Las "temporadas" en la vida no siempre se alinean con el calendario. Pueden ser tiempos de: 

 a) Siembra y Esfuerzo: Un periodo de duro trabajo, aprendizaje o espera (Eclesiastés 3:2: "Un tiempo para sembrar y un tiempo para cosechar"). 

 b) Cosecha y Gozo: Un momento de ver los frutos de tu labor, de bendición y provisión. 

 c) Descanso y Reflexión: Una etapa de pausa, sanación o replanteamiento, donde Dios nos invita a estar quietos. 

 d) Tormenta y Desafío (o "Invierno"): Momentos difíciles, de prueba o incomodidad, que a menudo nos preparan para un nuevo nivel. 

QUE EL TIEMPO PUEDE SERVIR COMO UNA BRUJULA EN NUESTRA VIDA. 

Cuando sientes que una temporada está terminando o una nueva está comenzando, es tiempo de: 

1. Renovar tu Mente (Romanos 12:2) 

"No se amolden al mundo actual, sino sean transformados mediante la renovación de su mente.
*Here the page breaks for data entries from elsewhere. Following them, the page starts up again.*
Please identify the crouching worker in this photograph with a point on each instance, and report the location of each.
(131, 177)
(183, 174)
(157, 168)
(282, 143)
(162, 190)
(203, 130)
Así podrán comprobar cuál es la voluntad de Dios, buena, agradable y perfecta." 

 

Un cambio de temporada requiere una nueva mentalidad. Los viejos métodos o formas de pensar que funcionaron en la temporada anterior podrían ser un obstáculo ahora. Pídele a Dios que te muestre Su perspectiva. 

 

2. Sér Paciente y Persistente (Eclesiastés 7:8) 

"Mejor es el fin de un asunto que su comienzo; mejor es la paciencia de espíritu que la arrogancia de espíritu." 

 

A veces, el final de una temporada es incómodo o doloroso. Puede sentirse como una pérdida. Pero el final, cuando es en Dios, nos posiciona para algo mejor. Sé paciente, confía en que Él está obrando incluso en lo que no entiendes. 

 

3. Enfócarte en la Novedad (2 Corintios 5:17) 

"Por lo tanto, si alguno está en Cristo, es una nueva creación. ¡Lo viejo ha pasado, ha llegado ya lo nuevo!" 

 

Si la nueva temporada es de transformación espiritual, recuerda que no estás solo. Tienes una nueva identidad en Cristo. Deja atrás la culpa de lo que fue o los fracasos pasados. Lo nuevo ha llegado. 

 

Una Oración para tu Transición 

Señor, gracias porque eres el Dios que cambia los tiempos. Reconozco que estoy en una transición. Ayúdame a dejar ir lo que ya pasó y a abrazar con fe lo que está por venir. Renueva mi mente, dame sabiduría para reconocer las señales de Tu plan, y la fuerza de un águila para levantarme por encima de cualquier tormenta. Que Tu voluntad, buena, agradable y perfecta, se cumpla en esta nueva temporada de mi vida. Amén.